At Karni Mata temple in Rajasthan rats are worshipped. Thousands of the rodents scurry across the temple’s checkerboard floors, getting tangled in each other’s tails and fighting for access to huge saucers of milk.
The rats are venerated as the holy descendants of Karni Mata, who was worshipped as an incarnation of the Hindu goddess Durga during the 15th century. Visitors to the temple are required to remove their shoes before walking inside. When shuffling among the droppings, spilled milk, and scrambling rodents, keep in mind that it is considered lucky for a rat to run across your foot.
The approximately 25,000 rats that live there are called “kabbas”, and many people travel great distances to pay their respects. The temple draws visitors from across the country for blessings.
Eating food that has been nibbled on by the rats is considered to be a “high honor”.
White rats are considered to be especially holy. They are believed to be the manifestations of Karni Mata herself and her four sons. Sighting them is a special blessing and visitors put in extensive efforts to bring them forth, offering prasad, a sweet holy food.

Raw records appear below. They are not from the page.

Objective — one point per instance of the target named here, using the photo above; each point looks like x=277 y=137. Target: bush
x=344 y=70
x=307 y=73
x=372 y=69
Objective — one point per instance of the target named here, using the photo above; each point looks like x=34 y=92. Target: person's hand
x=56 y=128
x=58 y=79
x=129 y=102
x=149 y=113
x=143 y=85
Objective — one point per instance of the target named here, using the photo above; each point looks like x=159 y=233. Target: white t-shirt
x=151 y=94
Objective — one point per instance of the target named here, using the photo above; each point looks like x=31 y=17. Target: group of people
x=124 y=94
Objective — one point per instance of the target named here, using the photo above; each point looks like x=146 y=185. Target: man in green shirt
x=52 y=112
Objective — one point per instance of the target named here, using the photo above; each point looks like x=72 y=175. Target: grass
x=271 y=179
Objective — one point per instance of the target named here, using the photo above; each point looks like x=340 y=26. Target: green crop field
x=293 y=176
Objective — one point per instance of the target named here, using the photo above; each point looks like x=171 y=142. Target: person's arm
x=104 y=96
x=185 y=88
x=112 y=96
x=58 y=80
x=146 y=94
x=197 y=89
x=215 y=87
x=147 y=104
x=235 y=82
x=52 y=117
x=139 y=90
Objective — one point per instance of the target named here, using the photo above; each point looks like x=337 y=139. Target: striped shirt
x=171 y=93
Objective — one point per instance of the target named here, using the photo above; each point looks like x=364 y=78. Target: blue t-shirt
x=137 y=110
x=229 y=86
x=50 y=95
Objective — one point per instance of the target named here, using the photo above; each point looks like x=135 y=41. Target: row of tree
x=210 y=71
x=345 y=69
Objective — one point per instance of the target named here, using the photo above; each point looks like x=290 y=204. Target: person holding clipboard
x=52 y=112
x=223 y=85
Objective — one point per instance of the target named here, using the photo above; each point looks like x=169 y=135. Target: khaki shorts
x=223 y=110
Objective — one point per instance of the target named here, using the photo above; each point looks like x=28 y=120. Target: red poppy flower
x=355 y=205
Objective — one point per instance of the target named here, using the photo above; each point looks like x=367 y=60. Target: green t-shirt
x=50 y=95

The story behind this temple began more than 500 years ago when Yamraj, the god of death, came to take the soul of a 10-year-old child who was very close to Karni Devi. Yamraj said that the life of this child was finished and that he must take its soul to heaven, but Karni Devi would not allow that.
To stop him from taking the soul of the child, she turned the child into a rat. All the holy rats in the temple are the people of Karni Devi, and when they die they will be reincarnated as humans. This is her power and this is why they worship the rats.